Massachusetts prides itself on being a land of firsts – we claim the first free public school, first library, first abolitionist newspaper, and the first subway. We may also have been the first to institute a dynamite charge. In 1851, a jury in Judge Hoar’s court of common pleas informed the court that it could not reach a verdict. Judge Hoar then told the jury, amongst other things, that it was their duty to decide the case. He sent them back to continue deliberating after which they found the defendant guilty. On appeal, the defendant argued that this instruction was coercive. He lost. Commonwealth v. Tuey, 62 Mass. 1 (1851). This recitation by Judge Hoar became known as the “Tuey” charge to be administered to deadlocked juries.
[Okay – a little Judge Hoar rabbit hole here – Ebenezer Hoar was a descendant of Roger Sherman (who signed the 1774 Petition to the King, the Continental Association, the Declaration of Independence, the Articles of Confederation, and the United States Constitution – Yahtzee!) so he came from a pedigree. He was elected to the Massachusetts State Senate in 1846. In 1849, he was appointed to the Court of Common Pleas (which seems a lot like Superior Court but maybe it was more like District Court – hard to say – it was the main trial court in any event). That is where he made this now very famous declaration about how juries need to convict or acquit (umm, they don’t – we’ll go there another time). Then he gets appointed to the Supreme Judicial Court in 1859 where he remained until he was appointed as US Attorney General by President Grant ten years later. Grant then seeks to appoint him to the Supreme Court of the United States, but the Senate rejects him. He is still Attorney General and an advisor to Grant in 1870 when Grant asks him to resign because he is not super into Reconstruction. He resigns and Amos Akerman was appointed to succeed him. Akerman was from Georgia (not really, he was born and raised in New Hampshire but moved to Georgia so he was considered a “Southerner” which is kind of funny because he was super duper pro-Reconstruction and prosecuted the KKK). Ebenezer then ran for Congress and represented the MA-07 District for one term after which he did not run again. But still, I like to think of him as the bulldozer of a judge who made a jury convict Mr. Tuey (of what? We. Don’t. Know. The opinion does not inform us of the crime) when at least one member had what I imagine were reasonable doubts about guilt. Good thing he never made it onto the Supreme Court, right? Nope. They are going down this path, too. See, Allen v. United States, 164 U.S. 492 (1896).]
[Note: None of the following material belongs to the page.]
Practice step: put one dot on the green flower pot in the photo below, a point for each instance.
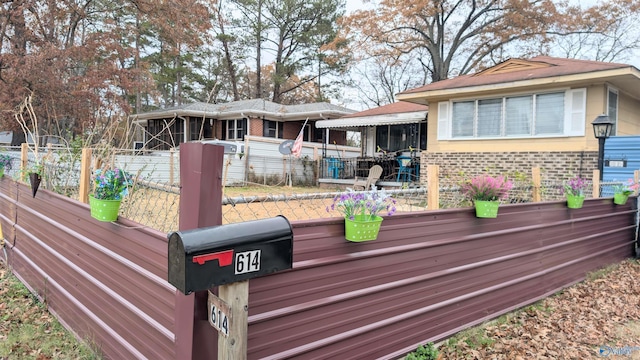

For 122 years, it is unclear how many Massachusetts defendants were convicted following a “Tuey” charge. But, in 1973 – fifty years ago this week – the Supreme Judicial Court upheld a murder conviction for Hector Rodriquez who argued, inter alia, that the instruction to the deadlocked jury at his trial was premature and coercive. (Sidenote - pretty sure the correct spelling of the defendant's name is "Rodriquez", but the Mass Cases citation says "Rodriguez"). While the SJC affirmed his conviction, it also altered the “Tuey” charge (which is why we refer to it as “Tuey-Rodriquez”) to eliminate some of the most offending language. It deleted the part about how the minority opinion should basically yield to the majority and it neutralized the part about how juries always have to decide cases by an acquittal or conviction. Once again in firsts – at least one law review article considers Massachusetts to have the model dynamite charge. In my opinion, no matter how reformed this charge is, it is still an affront to the jury system.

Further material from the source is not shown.